En effet, on a appris l’issue du procès qui opposait les deux fabricants Apple et Samsung. Les deux s’accusent mutuellement de violation de brevet. Le verdict est tombé : Samsung est condamné à verser un milliard de dollars à la marque à la pomme. A charge de revanche.
Mise à part le caractère infantile de cette affaire (« non c’est pas moi, c’est toi »), il est intéressant de voir la place centrale qu’occupe le brevet dans les stratégies commerciales des entreprises et dans la constitution de leurs profits. Des sociétés proches de la banqueroute tentent même de sauver les meubles en vendant leurs brevets.
Désormais, la commercialisation de nouveaux produits (smartphones, tablettes, ordinateurs…) est nécessairement assortie d’accessoires et… de procès. Cependant, il est assez remarquable de voir comment la copie a représenté une source d’innovation pour la firme de Cupertino. L’imitation de ses produits a contraint Apple à innover. La copie constitue véritablement un facteur d’émulation.
« I have a dream »
Une incroyable découverte a été faite récemment. Un enregistrement sonore inédit de Martin Luther King a été retrouvé. Mais puisque nous sommes dans la chronique du Copyright Madness, vous imaginez que cela cache quelque chose. Vous avez raison.
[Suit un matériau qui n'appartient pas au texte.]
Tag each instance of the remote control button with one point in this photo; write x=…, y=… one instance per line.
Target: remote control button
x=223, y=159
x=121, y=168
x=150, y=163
La bande sonore devrait faire l’objet d’une transaction commerciale. Un certain Keya Morgan, spécialiste en artefacts, souhaite vendre la bobine à un musée. Après tout, M.L King est mort en 1968 et la personne qui l’a interviewé est encore en vivante. Par conséquent, l’enregistrement n’est pas libre de droit. Pourquoi se priver d’une petite plus-value ?
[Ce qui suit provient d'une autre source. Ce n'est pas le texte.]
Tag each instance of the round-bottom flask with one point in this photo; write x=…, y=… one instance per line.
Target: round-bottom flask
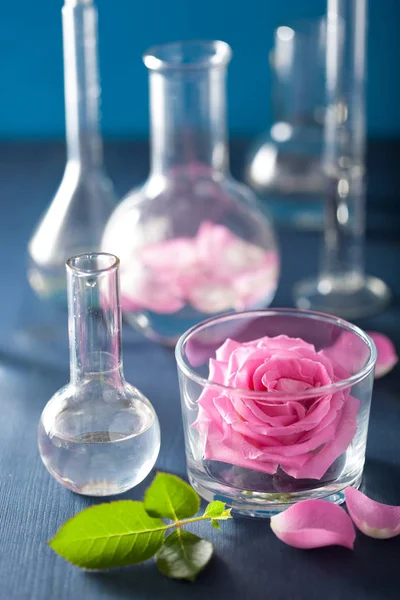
x=192, y=241
x=98, y=435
En y regardant de plus près, M.L.King fait l’objet de dérives assez incroyables. En effet, vous ne pouvez pas réciter trop de phrases du célèbre discours I have a dream.
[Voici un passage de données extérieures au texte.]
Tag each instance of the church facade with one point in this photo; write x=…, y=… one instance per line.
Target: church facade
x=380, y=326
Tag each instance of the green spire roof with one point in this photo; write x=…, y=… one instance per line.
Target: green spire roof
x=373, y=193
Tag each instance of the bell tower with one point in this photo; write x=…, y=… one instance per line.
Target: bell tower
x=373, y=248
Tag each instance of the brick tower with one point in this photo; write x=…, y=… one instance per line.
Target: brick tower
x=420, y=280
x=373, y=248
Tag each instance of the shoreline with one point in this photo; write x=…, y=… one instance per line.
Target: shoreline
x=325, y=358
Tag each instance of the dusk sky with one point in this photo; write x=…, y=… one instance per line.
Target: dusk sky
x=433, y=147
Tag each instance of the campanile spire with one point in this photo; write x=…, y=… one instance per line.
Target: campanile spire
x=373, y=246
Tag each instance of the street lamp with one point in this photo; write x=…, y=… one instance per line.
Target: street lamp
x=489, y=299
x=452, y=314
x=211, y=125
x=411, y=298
Ce discours a été prononcé en public dans un contexte qui a marqué l’histoire politique et sociale des Etats-Unis. Bien que les discours publics puissent s’apparenter à une exception au droit d’auteur, celui de M.L.King n’appartient pas au domaine public. Le discours ayant été diffusé à la TV par CBS, et M.L.King ayant revendiqué son droit en tant qu’auteur, il est donc soumis au droit d’auteur. De ce fait, les héritiers peuvent réclamer une redevance pour la diffusion et la reproduction sonore ou vidéo du discours.
Rendez-vous donc en 2038 dans le domaine public !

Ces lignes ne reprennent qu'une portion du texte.